Mon bac en poche, j’ai ensuite stoppé les cours pour me consacrer au basket. J’y suis revenu 2 ans après, via un BTS assurance avec une très bonne école à Lyon. J’ai préféré un cursus en alternance qui me permettait de passer moins de temps assis en classe. J’ai validé ce diplôme après 2 ans, avec un sacré rythme cours-entreprise-basket…
J’ai ensuite voulu entamer un cursus universitaire avec une licence banque finance assurance mais j’ai explosé en plein vol avec les 2 entraînements par jour, les 40h de cours et le travail perso qu’on ne compte pas à la fac…
J’ai donc fait un break de quelques années, puis j’ai validé un Master en gestion patrimoine en E-learning. Je pense que c’est le format qui me convient le plus (beaucoup de travail perso et une dizaine de jours de présentiel).
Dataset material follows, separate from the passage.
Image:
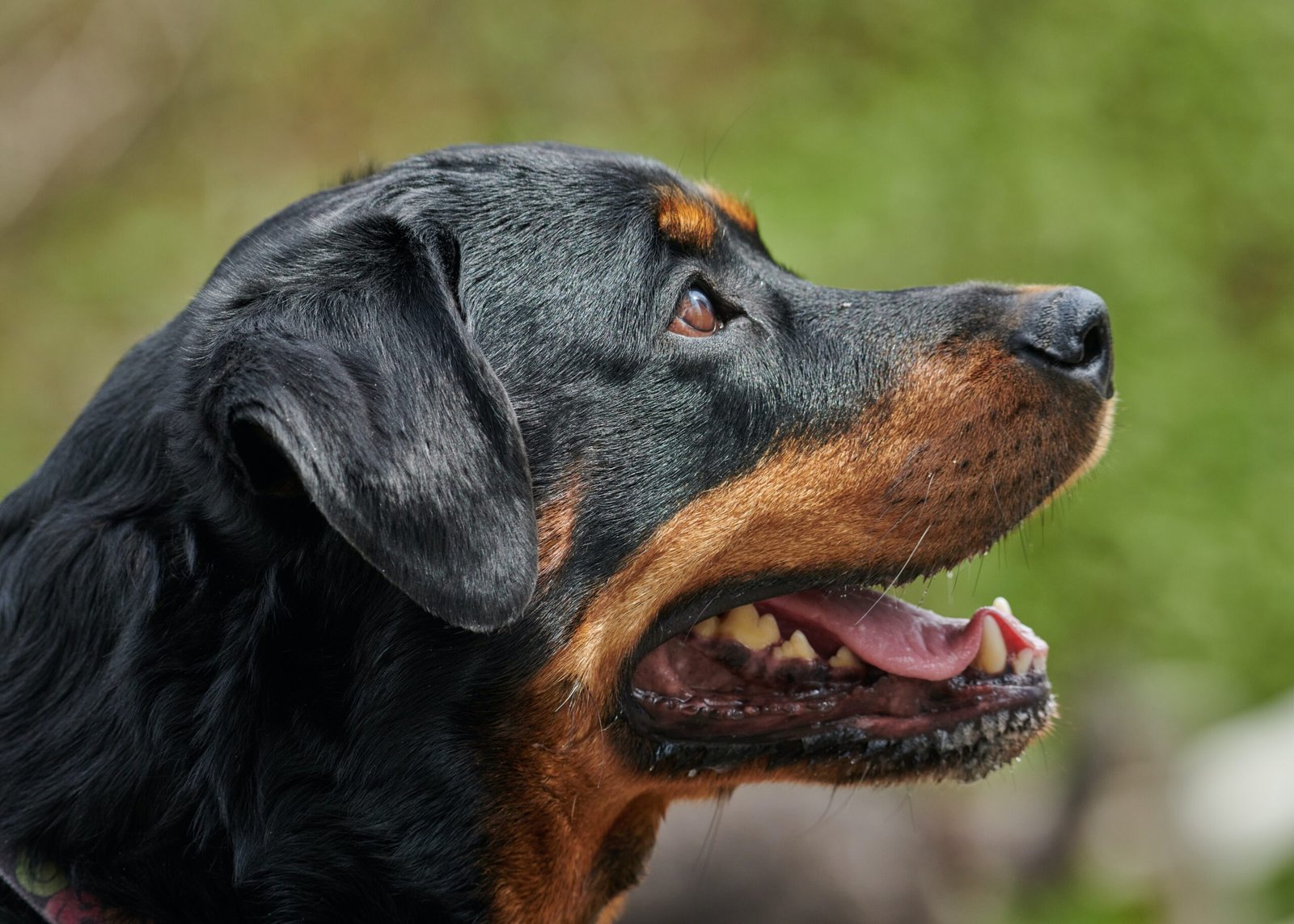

Jeune, je ne savais pas vraiment dans quelle direction m’orienter, je ne me suis jamais dit je veux être basketteur pro. Finalement, j’ai quand même fait 2-3 choses sympas. C’était pareil au niveau professionnel, je ne savais pas vraiment ce que je voulais faire. Je me suis trouvé au fur et à mesure et je pense que le basket m’a donné des opportunités qui m’ont guidées dans mes choix. »
 
Le parcours basket
« Le basket n’avait pas une place importante dans ma famille, personne ne l’avait pratiqué auparavant d’ailleurs. J’ai commencé dans la cour de récréation, au collège. J’ai fait 10 années de foot avant ça. En quatrième, j’étais grand, je devais déjà faire 1,90 m, et je me débrouillais pas mal donc mes amis m’ont poussé à faire des essais à la JALT en minimes Nationaux où j’ai été retenu par Guillaume Coulbault, le coach à cette période. Tout est vraiment allé très vite…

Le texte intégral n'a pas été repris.